L Ping, C Zhang, Y Zhu, M Wu, F Dai, X Hu, H Zhao, Z Li

Abstract


The mobility of a pesticide in soil is determined by the extent and strength of sorption, which is influenced by either the existing soil humus or exogenous humic substances. Exogenous humic acids (HAs) were added to soil to enhance the amount of soil organic carbon (SOC) by 2.5, 5.0 and 10.0 g kg-1. Imidacloprid sorption of the treated soils was studied at three pH levels (4.5, 6.0 and 7.5) and two temperatures (15 and 25°C). Soil imidacloprid adsorption was related to pH and the type and quantity of
added HAs. Humic acid (HA) and fulvic acid (FA) derived from peat had different effects on adsorption of imidacloprid. When soil solution pH was 6, the amount of adsorbed imidacloprid was enhanced with increasing exogenous HA. On the contrary, the amount of adsorbed imidacloprid decreased with increasing quantity of exogenous FA. Adsorption of imidacloprid in the FA treatment at 5.0 and 10.0 g kg-1 was lower than the controls (untreated soil or treatment with HAs at 0 g kg-1) when the soil solution pH was 6.0. However adsorption of imidacloprid in the HA treatment was higher than the controls.

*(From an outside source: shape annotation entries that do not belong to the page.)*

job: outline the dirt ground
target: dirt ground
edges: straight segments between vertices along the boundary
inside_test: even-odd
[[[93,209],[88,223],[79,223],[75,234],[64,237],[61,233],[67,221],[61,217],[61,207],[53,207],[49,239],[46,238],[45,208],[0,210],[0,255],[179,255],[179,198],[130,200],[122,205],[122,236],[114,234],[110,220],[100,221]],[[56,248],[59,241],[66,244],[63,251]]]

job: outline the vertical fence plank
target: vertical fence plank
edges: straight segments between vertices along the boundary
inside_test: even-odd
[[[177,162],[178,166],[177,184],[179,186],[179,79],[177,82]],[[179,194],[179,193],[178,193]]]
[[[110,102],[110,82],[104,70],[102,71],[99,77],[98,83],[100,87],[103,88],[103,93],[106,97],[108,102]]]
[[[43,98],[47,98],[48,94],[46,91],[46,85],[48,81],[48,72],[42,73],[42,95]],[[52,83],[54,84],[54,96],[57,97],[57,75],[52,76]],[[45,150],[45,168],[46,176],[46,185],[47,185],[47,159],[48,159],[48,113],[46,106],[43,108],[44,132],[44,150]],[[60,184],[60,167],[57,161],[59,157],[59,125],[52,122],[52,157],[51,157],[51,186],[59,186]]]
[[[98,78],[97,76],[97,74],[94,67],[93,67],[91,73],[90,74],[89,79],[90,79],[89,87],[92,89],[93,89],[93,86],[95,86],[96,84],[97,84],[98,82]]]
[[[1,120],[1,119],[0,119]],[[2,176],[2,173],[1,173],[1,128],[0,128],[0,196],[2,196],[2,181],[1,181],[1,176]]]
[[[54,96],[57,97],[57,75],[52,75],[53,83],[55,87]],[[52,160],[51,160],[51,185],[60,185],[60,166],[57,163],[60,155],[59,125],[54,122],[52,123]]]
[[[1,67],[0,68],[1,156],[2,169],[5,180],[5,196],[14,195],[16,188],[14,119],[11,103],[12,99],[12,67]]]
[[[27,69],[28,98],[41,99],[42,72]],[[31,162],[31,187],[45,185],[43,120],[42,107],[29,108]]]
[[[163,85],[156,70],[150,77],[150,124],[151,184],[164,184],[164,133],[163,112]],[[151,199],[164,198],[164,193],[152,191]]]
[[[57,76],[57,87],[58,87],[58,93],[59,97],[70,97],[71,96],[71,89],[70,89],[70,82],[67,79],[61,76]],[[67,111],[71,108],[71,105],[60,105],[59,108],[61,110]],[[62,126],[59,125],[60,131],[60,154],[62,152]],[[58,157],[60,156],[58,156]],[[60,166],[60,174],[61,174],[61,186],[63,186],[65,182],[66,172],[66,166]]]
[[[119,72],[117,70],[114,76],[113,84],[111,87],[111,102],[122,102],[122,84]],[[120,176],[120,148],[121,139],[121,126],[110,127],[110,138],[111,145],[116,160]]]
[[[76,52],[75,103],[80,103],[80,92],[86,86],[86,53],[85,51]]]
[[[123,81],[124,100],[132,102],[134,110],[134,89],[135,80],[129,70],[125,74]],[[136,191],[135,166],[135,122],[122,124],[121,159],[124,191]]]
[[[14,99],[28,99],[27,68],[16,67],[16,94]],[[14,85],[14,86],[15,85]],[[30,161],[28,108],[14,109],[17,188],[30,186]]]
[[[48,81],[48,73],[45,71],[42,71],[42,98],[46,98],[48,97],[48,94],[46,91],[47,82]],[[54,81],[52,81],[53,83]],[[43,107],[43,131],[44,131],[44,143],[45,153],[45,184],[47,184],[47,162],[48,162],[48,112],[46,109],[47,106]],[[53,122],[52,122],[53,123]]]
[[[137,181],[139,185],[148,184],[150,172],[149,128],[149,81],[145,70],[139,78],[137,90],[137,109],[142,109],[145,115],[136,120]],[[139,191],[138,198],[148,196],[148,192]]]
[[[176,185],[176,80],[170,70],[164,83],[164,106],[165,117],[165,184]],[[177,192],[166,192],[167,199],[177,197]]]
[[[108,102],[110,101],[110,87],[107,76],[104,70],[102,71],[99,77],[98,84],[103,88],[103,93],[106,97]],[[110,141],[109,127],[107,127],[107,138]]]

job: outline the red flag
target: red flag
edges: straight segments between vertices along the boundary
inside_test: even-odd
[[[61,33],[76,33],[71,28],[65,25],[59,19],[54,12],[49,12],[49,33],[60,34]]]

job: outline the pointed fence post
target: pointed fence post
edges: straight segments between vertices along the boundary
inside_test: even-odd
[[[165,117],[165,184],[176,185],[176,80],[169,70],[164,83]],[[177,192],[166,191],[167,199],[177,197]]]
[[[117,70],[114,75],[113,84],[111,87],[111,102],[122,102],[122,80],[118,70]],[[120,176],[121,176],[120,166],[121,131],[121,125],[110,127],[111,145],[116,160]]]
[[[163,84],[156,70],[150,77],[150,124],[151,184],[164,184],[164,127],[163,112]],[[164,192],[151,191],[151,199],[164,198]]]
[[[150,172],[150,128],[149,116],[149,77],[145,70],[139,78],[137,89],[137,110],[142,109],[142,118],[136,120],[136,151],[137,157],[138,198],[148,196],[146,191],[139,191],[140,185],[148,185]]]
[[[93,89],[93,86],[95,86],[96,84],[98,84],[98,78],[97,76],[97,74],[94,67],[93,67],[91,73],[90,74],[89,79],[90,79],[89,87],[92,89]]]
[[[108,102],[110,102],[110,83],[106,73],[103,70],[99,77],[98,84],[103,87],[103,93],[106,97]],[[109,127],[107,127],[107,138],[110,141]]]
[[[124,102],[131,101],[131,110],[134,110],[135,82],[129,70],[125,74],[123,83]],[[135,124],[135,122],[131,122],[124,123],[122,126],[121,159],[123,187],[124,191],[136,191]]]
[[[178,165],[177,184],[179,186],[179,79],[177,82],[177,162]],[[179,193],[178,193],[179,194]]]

Imidacloprid adsorption was usually higher under lower pH and/or lower temperature at same
condition. Imidacloprid sorption fitted the Freundlich isotherm, indicating that exogenous humic substances influenced adsorption of imidacloprid, which in turn was affected by environmental conditions such as pH and temperature. Thus, exogenous HA can be used to control the mobility of soil pesticide under appropriate conditions to decrease pesticide pollution diffusion and probably increase effectiveness of pesticides.